A few weeks ago, as Russian bombs began to pummel Ukraine, we fled our lives in Kyiv and moved to the western city of Lviv with a few suitcases and our two cats. Pavlo, who worked as an adviser in the ministry of energy before the war, immediately tried to join the war effort. But when he went to a recruitment office, he was told that there were enough soldiers.
So he got busy coordinating humanitarian aid from abroad, overseeing deliveries to the most affected regions. I was sure he would avoid direct hostilities. So when he told he had decided to go to the front lines, I was shocked, devastated.
“I know you’ll understand,” Pavlo said with a shy grin.
I did and didn’t. I didn’t want to discourage him, but I couldn’t accept his decision for days. It was as if everything inside me had frozen. It is the kind of decision that could be impossible to overturn.

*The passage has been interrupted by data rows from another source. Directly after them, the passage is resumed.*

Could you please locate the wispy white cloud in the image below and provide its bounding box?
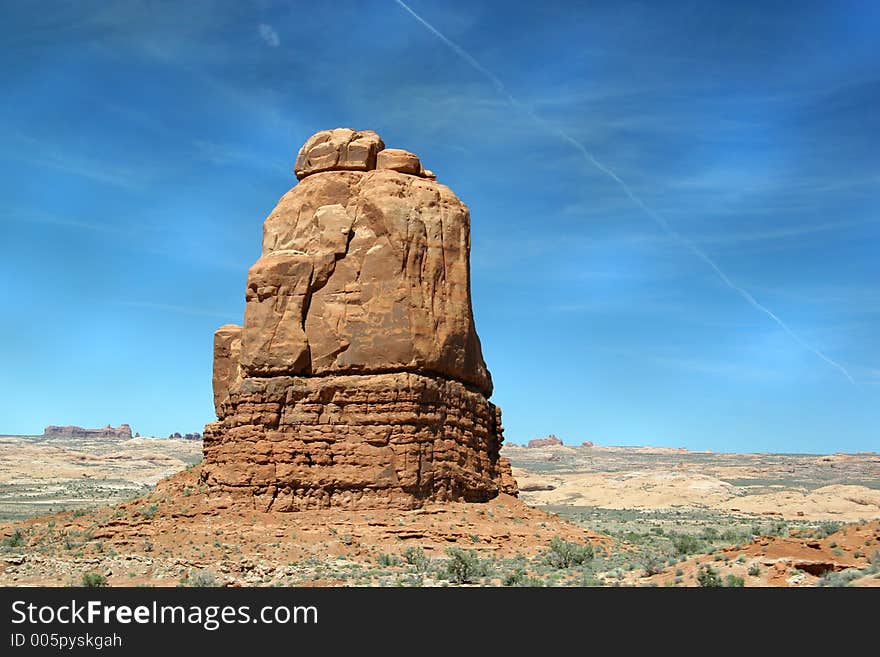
[257,23,281,48]
[109,300,234,320]
[0,133,152,189]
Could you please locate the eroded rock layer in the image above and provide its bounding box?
[204,128,516,510]
[203,372,516,511]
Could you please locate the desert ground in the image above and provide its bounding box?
[0,436,202,520]
[0,436,880,587]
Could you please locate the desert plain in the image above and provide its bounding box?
[0,436,880,587]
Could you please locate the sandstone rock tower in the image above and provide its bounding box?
[202,128,516,511]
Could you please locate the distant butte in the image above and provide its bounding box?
[43,424,131,440]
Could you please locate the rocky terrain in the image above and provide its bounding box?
[0,466,605,586]
[504,445,880,522]
[0,128,880,587]
[0,435,202,520]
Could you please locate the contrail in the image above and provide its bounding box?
[394,0,855,384]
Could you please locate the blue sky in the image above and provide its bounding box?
[0,0,880,452]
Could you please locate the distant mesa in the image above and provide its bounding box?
[43,424,131,440]
[168,431,202,440]
[527,433,562,447]
[202,128,517,511]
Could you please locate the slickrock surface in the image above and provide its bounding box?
[204,128,516,511]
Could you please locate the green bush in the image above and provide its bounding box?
[672,534,703,555]
[697,566,721,588]
[724,575,746,588]
[82,573,107,588]
[446,548,485,584]
[3,529,24,547]
[186,568,219,588]
[546,536,593,568]
[642,554,666,577]
[501,568,544,586]
[816,568,865,586]
[819,520,841,538]
[403,546,428,572]
[377,552,399,566]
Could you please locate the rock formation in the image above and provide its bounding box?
[168,431,202,440]
[203,128,516,511]
[43,424,131,440]
[526,433,562,447]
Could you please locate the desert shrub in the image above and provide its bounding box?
[767,520,788,536]
[816,568,865,586]
[446,548,486,584]
[3,529,24,547]
[672,534,703,555]
[186,568,218,588]
[403,545,428,572]
[702,527,718,541]
[545,536,593,568]
[501,568,544,586]
[82,573,107,588]
[377,552,399,567]
[724,575,746,588]
[819,520,841,538]
[697,566,721,588]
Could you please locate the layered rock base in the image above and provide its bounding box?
[203,372,516,511]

We went to Kyiv to see his relatives and get his military gear. The first thing I noticed was how loud it was in the capital. The neighborhoods rumbled – it was as if the sound of shelling and bombing was all around us, close and far away at the same time. We saw cars blown up by rockets on main roads and drove by a shopping mall that was attacked and where eight people were killed.
One night, we gathered with friends at a house and, since a curfew had been announced in Kyiv, we all stayed there for the night. Explosions rang out in the distance. “It’s the air defense working,” explained our friend Vitaly, a veteran of the war in the Donbas region.

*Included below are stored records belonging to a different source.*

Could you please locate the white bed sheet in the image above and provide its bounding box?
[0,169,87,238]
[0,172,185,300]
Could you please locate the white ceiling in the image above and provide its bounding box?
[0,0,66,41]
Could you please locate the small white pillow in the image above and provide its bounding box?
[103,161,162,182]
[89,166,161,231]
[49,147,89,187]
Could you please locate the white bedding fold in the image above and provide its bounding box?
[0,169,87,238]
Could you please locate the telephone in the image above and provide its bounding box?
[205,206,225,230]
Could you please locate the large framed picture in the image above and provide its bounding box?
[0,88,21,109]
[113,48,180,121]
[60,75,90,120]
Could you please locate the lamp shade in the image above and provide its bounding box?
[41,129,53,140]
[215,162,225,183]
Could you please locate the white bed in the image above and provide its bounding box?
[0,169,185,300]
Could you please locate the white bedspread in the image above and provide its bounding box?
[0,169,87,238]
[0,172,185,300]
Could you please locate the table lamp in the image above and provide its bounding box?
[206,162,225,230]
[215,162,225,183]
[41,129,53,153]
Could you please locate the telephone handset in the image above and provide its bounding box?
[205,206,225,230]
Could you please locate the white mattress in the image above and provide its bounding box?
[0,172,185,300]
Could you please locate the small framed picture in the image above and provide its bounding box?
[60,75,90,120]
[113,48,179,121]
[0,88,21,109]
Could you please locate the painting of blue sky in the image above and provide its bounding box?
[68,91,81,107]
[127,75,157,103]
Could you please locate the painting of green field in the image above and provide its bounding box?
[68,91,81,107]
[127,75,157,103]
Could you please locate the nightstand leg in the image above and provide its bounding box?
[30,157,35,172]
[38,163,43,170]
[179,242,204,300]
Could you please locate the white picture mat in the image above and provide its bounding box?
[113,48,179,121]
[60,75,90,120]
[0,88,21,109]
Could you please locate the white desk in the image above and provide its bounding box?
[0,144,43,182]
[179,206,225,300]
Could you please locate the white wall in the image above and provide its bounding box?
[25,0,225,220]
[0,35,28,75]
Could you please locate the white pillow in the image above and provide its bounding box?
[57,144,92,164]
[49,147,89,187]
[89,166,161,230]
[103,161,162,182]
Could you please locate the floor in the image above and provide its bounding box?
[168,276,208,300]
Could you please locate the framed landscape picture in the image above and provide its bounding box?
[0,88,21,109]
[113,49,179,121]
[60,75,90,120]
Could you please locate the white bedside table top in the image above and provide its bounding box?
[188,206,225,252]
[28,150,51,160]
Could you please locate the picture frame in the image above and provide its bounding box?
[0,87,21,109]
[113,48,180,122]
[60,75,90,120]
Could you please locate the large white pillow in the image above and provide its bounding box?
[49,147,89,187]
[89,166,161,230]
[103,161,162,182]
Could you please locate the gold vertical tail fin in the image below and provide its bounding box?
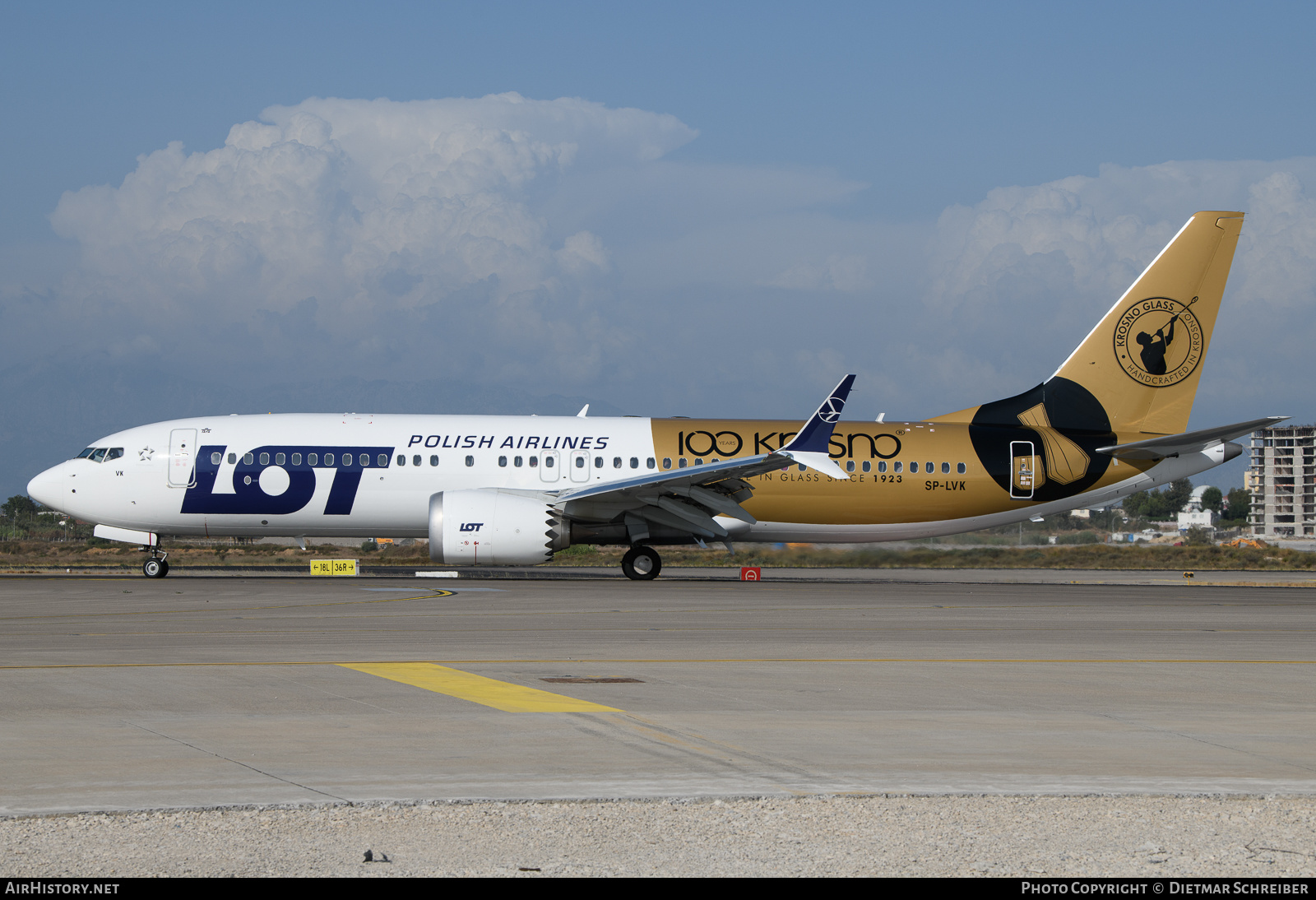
[1047,212,1242,437]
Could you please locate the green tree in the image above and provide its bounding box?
[1162,478,1193,518]
[1124,478,1193,521]
[1222,488,1252,522]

We calmed down and went to bed, only to be woken up a couple hours later. The house was shaking. Grad rockets were falling about 500 feet from us. Everything around us was on fire: the forest and the buildings; there was no phone signal. We went downstairs and spent the night in a bomb shelter, and in the morning we blew a tire after hitting a piece of shrapnel. A local member of the territorial defense units who happened to be driving by helped us put the spare on the car.
The scenes in Kyiv were disorienting. The streets were empty, but some small stores and coffee shops were open. The capital seemed determined to stay alive, but something inside me was doing the opposite – it was like a light was extinguishing, fading away.
I had turned to stone, heavy, impenetrable. I’m in Ukraine, and I have to stay strong, I told myself. I am in the rear. I can create life – life for which hundreds of thousands of Ukrainian soldiers are now risking their lives on the front lines.
We spent the night in another town. In the morning, Pavlo met a truck of humanitarian aid that was going to the front line. That’s when we said our goodbyes.
Pavlo texts me almost every day, but he doesn’t say much. It is what he keeps from me that worries me. “I was at the firing range. Everything is fine.”
But he ends each conversation with “I love you.”
And suddenly I feel alive again. When we win this war, our love will rebuild our country.